In solidarity, two other queer activists turned themselves into the police earlier this week. Other activists have followed their lead, after their court date this morning, there was a line of activists waiting to turn themselves in as participants in the toppling of the Confederate monument. These accomplices believe that if Thompson has been arrested for trying to dismantle white supremacy, they should all be charged. Only nine people have active arrest warrants however, and the police have refused to arrest anyone without an active warrant against them. According to an update on the protests from Facebook, while many people are staying to make their voices heard, many people have also left because Nazis with guns are standing watch, and the fear of being shot is high.

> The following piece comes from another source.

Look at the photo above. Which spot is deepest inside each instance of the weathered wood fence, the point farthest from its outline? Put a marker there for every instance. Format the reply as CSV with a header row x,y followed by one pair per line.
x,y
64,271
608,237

Want to make sure you all saw this photo. It's the line of people in Durham waiting to turn themselves in for toppling the Confed statue. pic.twitter.com/2SNtWuoR64
— Celeste Headlee (@CelesteHeadlee) August 17, 2017
While Thompson was released on bail, she is still facing an upcoming court date, although activists worldwide have been calling for the the courts to drop all charges. The fight will be long and hard, as Thompson and the other two activists who have already been charged have refused public legal counsel and are being represented by NCCU Law professor Scott Holmes and his legal team. They’re relying on their communities to support them, and we must.
"We are organized, we are strong, we are steadfast" pic.twitter.com/ssyasH2wPF
— Linnie Supall (@LinnieSupall) August 17, 2017
You can donate to support Takiyah Thompson on Venmo. She originally had a GoFundMe set up, but because of the backlash of racists who believed she didn’t deserve the money, it was taken down. There is also a more general fund, the Durham Solidarity Center’s Freedom Fighter Bond Fund that you can donate to in order to provide help to all other North Carolina activists who have been arrested fighting against injustice. You can also call the Durham County Sheriff’s office where can ask for all charges against all people to be dropped: 919-808-3010.
After the deadly violence that happened in Charlottesville, it’s time for us to do more than denounce racism and bigotry with our words, we’ve got to make sure those who are putting their lives on the line — and who are usually queer people of color — are supported with as much of our time and our money that we can give them.